1. As unidades das FARC encarregadas de verificar a zona desimpedida (despeje) dos municípios de Florida e Pradera estão a postos. Só esperam o decreto presidencial e a retirada da Força Pública para iniciar a sua missão.

2. Os Comandantes Fabián Ramírez, Carlos Antonio Losada e Felipe Rincón, representantes plenipotenciários das FARC para efeitos da troca, também estão prontos.

3. É importante que o Governo unifique as opiniões dos seus porta-vozes para dar credibilidade ao processo em maturação.

4- Definir se sua interlocução é com uma Organização levantada em armas contra o Estado ou com terroristas, pois assim a opinião pública nacional e a Comunidade Internacional terão clareza suficiente para determinar sua presença.

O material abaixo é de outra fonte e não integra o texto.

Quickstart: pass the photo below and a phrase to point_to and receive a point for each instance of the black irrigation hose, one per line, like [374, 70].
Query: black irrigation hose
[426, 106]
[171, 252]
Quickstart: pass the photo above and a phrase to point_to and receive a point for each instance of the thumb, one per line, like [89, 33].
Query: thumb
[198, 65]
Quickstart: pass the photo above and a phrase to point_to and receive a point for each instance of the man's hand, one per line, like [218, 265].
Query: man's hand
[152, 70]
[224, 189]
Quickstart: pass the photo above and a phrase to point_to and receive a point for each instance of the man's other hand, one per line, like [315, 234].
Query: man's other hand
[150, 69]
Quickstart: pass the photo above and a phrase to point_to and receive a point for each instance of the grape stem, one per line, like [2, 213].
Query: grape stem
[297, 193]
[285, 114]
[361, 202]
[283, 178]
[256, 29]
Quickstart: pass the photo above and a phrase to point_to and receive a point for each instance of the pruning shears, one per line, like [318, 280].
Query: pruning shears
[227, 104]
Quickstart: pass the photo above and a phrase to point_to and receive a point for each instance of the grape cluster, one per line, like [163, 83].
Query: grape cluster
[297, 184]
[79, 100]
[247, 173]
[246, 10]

5. Sendo as FARC uma Organização levantada em armas e sem existir nenhum acordo de paz com o Estado, nossos representantes farão presença armada e contarão com os seus próprios dispositivos de segurança;


6. Se a troca acontece com sucesso, será principalmente em conseqüência da grande mobilização de massas nos campos e nas cidades e não por vontade do Governo, porque a Força Pública fracassou na sua obsessão em resgatá-los, gerando o apelo a qualificar serviços de altos oficiais.


7. Os prisioneiros de guerra estão em poder tanto do Governo como das FARC. Por isso nós entregaremos os que temos e receberemos os guerrilheiros atualmente detidos.

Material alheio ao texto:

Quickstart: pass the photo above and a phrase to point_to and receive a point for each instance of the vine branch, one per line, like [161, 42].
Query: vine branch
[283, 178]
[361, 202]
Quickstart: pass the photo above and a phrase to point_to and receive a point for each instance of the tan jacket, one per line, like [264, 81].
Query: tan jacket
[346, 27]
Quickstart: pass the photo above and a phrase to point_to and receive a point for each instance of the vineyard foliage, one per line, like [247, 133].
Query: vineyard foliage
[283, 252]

8. Como assinalamos no primeiro dia deste mês, uma vez culminado este processo ficarão abertas as possibilidades de avançarmos para buscar em conjunto caminhos de reconciliação. Muitos inimigos da solução política, na sua mesquinhez, ficaram desgostosos com o esforço avançado no Caguán, não pelo seu lamentável fracasso e sim pela concepção e pelas propostas defendidas pelas FARC.

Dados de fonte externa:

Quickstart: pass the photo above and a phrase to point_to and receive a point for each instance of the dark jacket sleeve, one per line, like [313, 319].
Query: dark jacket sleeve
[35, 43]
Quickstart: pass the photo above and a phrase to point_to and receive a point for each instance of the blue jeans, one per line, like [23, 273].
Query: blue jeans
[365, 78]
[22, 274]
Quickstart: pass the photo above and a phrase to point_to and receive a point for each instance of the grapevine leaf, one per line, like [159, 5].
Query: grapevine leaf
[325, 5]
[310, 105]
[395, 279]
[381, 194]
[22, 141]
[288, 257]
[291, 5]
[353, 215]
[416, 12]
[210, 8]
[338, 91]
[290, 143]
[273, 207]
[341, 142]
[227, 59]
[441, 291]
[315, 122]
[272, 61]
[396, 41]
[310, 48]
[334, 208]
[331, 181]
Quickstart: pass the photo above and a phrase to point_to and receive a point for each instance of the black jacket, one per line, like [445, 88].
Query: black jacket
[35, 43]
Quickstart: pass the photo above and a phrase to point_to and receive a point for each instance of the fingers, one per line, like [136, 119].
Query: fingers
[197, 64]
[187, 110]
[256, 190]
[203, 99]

9. Todas as experiências realizadas constituem hoje referenciais iniludíveis como parte da nossa história pátria.

10. A alguns porta-vozes do Governo atual lhe desgosta que durante o processo Pastraña-FARC no Caguán se tenham pavimentado ruas de San Vicente em acordo com as autoridades locais, construído 500 quilómetros de estradas: La Sombra Macarena- Llanos del Yarí, Cristalina, la Ye, San Juan del Losada- Rubí- La Julia, la Ye- Llano Aguanto, La Sombra- La Batalla e La Tunía, 40 pontes, se hajam melhorado caminhos e vários campos desportivos. Que se tenha diminuído substancialmente o crime, o roubo e crescido vigorosamente o comércio em San Vicente. A estes personagens queremos recordar-lhes que com zonas desimpedidas ou sem elas crescemos incessantemente durante estes 42 anos. Será isto o que não querem repetir e por isso não querem que haja mais experiências como a de San Vicente del Caugán? Passaram mais de 4 anos de guerra deste Governo e nesses territórios nem sequer construiu sequer um quilômetro de estrada, menos ainda melhorá-las, têm a população civil submetida a ração de fome, miséria e morte, inumeráveis casarios e vastas regiões abandonadas sob o império do terror das Brigadas Móveis e dos Batalhões Oficiais. A Colômbia inteira clama por saídas políticas. O Governo tem a palavra.


SECRETARIADO DO ESTADO MAIOR CENTRAL DAS

FARC – EXÉRCITO DO POVO

Montanhas da Colômbia, 5 de Outubro de 2006.